Баран и Артеменко привели ко мне жандармерию, но я спасла жизнь бегством. В Киеве остались еще некоторые врачи-профессора. Рабинович – хирург, профессор по детским болезням. Дукельский – еврей. Они были убиты в 1942 году, через год. Много мне рассказывала жена старого Дукельского (ему было семьдесят два года), а жена у него русская, как она его спасала, но не помогло.

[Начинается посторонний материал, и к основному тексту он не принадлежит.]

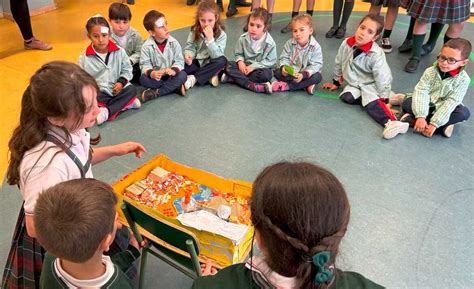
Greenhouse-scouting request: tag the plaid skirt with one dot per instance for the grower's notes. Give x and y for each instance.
(384, 3)
(440, 11)
(25, 260)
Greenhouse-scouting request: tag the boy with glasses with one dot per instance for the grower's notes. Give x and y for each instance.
(436, 103)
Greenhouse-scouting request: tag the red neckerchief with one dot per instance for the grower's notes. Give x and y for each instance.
(365, 48)
(111, 47)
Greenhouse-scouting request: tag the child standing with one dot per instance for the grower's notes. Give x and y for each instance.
(436, 104)
(161, 60)
(50, 146)
(254, 55)
(111, 68)
(125, 36)
(204, 50)
(66, 222)
(301, 59)
(300, 212)
(361, 63)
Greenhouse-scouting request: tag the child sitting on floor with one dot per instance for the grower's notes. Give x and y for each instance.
(361, 63)
(436, 103)
(300, 212)
(76, 222)
(254, 55)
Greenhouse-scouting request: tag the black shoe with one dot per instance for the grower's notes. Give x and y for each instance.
(412, 65)
(332, 32)
(426, 49)
(148, 94)
(341, 31)
(242, 3)
(231, 11)
(406, 46)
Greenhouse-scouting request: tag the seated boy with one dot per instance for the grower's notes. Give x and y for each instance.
(436, 103)
(76, 222)
(361, 63)
(125, 36)
(161, 60)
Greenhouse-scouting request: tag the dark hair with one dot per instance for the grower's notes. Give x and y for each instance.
(119, 11)
(72, 218)
(305, 18)
(55, 90)
(299, 209)
(96, 20)
(207, 6)
(150, 19)
(461, 44)
(377, 19)
(260, 13)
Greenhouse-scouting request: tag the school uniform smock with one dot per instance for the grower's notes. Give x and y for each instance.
(307, 60)
(115, 67)
(131, 42)
(152, 58)
(242, 276)
(364, 69)
(444, 94)
(204, 51)
(263, 55)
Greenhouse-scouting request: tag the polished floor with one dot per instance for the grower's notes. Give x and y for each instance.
(411, 197)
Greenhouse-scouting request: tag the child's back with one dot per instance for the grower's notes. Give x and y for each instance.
(300, 212)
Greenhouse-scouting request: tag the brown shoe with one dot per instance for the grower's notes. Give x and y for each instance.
(37, 44)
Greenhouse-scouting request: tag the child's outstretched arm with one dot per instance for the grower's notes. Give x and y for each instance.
(101, 154)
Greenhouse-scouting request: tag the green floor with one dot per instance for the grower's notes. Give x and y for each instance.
(412, 197)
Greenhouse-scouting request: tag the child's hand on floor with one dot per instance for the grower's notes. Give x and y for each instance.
(188, 59)
(429, 130)
(208, 268)
(117, 88)
(329, 86)
(420, 125)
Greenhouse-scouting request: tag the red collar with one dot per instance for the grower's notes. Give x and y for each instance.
(365, 48)
(112, 47)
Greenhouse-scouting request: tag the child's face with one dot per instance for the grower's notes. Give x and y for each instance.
(99, 35)
(92, 110)
(120, 27)
(452, 55)
(301, 32)
(366, 32)
(207, 18)
(256, 28)
(160, 31)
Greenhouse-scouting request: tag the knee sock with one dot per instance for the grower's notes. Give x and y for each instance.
(386, 33)
(434, 33)
(346, 13)
(410, 29)
(417, 45)
(336, 12)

Как я оставляю г. Киев и беру маршрут на Житомир? Дорога на Житомир – начинаются мои новые мытарства. Почему избрала Житомир? А вот почему. За месяц пребывания немцев в Киеве я была очевидцем многих страшных, мучительных картин над евреями, которых вернули с дороги обратно в Киев этапным порядком. Они бежали в Харьков или ближе к фронту, чтобы перейти к нашим. Часто не удавалось. На еврейском кладбище была «контора смерти». Когда просила нашего управдома еще «советского» Полонского зайти со мною в мою квартиру, забрать свидетельство по окончании института, то ответил, чтоб я принесла ему справку из «конторы смерти», что я безопасный человек для немцев, но когда я предложила пальто мужа, то пошел без справки.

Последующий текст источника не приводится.